Le contre-argument — et ses limites
Je dois nuancer. L'investissement en data centers n'est pas sans retombées. Les PPA de Microsoft, aussi comptables soient-ils, financent de la capacité renouvelable réelle : 19 GW déjà injectés dans des réseaux. L'accélération de la transition énergétique par la demande des hyperscalers est un effet systémique positif, même si les électrons physiques ne correspondent pas au marketing.

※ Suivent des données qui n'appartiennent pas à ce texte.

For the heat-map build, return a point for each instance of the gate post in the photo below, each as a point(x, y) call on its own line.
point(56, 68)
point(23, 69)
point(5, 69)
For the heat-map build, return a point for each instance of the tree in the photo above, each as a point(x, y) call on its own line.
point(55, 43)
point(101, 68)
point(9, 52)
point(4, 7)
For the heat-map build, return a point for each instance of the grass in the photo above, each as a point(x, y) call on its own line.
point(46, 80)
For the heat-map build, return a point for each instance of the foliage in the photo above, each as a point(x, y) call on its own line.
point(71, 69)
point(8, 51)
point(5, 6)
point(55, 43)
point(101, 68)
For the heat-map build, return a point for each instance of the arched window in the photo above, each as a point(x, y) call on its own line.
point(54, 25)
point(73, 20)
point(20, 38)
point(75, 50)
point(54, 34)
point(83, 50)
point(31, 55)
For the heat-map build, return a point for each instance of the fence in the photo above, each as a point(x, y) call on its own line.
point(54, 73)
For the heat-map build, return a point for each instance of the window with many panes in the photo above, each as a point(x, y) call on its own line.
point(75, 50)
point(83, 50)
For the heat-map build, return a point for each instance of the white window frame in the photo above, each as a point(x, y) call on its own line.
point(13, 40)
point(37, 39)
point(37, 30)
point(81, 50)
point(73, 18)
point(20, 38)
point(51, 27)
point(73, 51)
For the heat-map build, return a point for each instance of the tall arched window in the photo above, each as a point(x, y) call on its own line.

De même, la cascade des pénuries a un revers optimiste : chaque goulot crée un marché. Le refroidissement liquide, le stockage haute densité, la gestion thermique — ce sont des secteurs industriels où l'Europe a des compétences réelles. Schneider Electric (distribution électrique, 40 milliards d'euros de capitalisation) est déjà positionnée sur la plomberie de l'IA. Ecolab rachète CoolIT. Il y a de la valeur à capturer dans les couches physiques, même quand les couches logicielles sont américaines.
Et le contre-argument le plus solide : le stockage SSD est plus scalable que l'énergie. On construit des usines de NAND plus vite que des centrales. La cascade des pénuries n'est pas forcément permanente — elle pourrait se résoudre couche par couche, comme elle s'est révélée.

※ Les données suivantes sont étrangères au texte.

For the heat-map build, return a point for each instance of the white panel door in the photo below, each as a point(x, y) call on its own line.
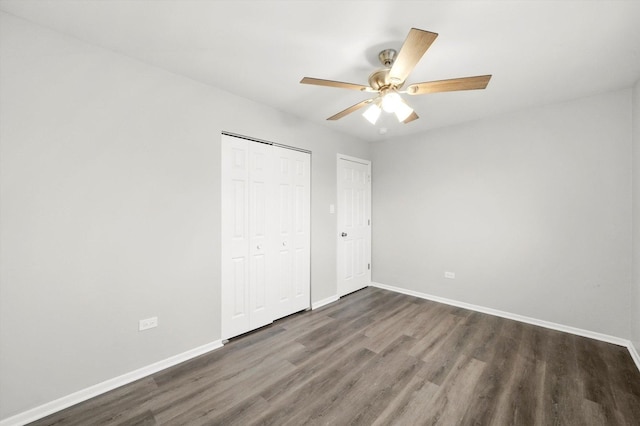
point(265, 234)
point(292, 268)
point(235, 236)
point(354, 225)
point(261, 253)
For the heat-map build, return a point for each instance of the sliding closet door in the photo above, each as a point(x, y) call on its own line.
point(261, 254)
point(265, 234)
point(235, 236)
point(292, 267)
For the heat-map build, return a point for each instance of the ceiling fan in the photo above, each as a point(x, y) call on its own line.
point(388, 81)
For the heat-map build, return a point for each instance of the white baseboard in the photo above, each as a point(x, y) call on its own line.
point(634, 354)
point(100, 388)
point(521, 318)
point(321, 303)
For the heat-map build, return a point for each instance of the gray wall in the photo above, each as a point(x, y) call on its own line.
point(635, 318)
point(110, 210)
point(531, 210)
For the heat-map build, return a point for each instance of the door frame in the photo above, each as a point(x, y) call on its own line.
point(341, 291)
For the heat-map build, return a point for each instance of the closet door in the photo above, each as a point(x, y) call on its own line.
point(261, 253)
point(235, 237)
point(292, 267)
point(265, 234)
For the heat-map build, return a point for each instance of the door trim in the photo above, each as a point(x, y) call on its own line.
point(339, 291)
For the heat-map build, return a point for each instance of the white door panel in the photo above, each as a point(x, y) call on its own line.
point(235, 230)
point(265, 234)
point(354, 226)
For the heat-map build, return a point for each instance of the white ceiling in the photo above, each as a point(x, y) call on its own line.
point(539, 52)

Mais ces nuances ne changent pas le diagnostic fondamental. La demande de compute IA croît de manière exponentielle. La capacité physique — réseau électrique, mémoire, stockage, refroidissement — croît de manière linéaire. L'écart se creuse. Et les décideurs qui pensent "abonnement SaaS" raisonnent sur le mauvais objet.
En conclusion
Dans mon article précédent, j'avais documenté le circuit financier circulaire qui alimente l'IA. Ce texte pose la question en amont : qu'est-ce que cet argent achète ?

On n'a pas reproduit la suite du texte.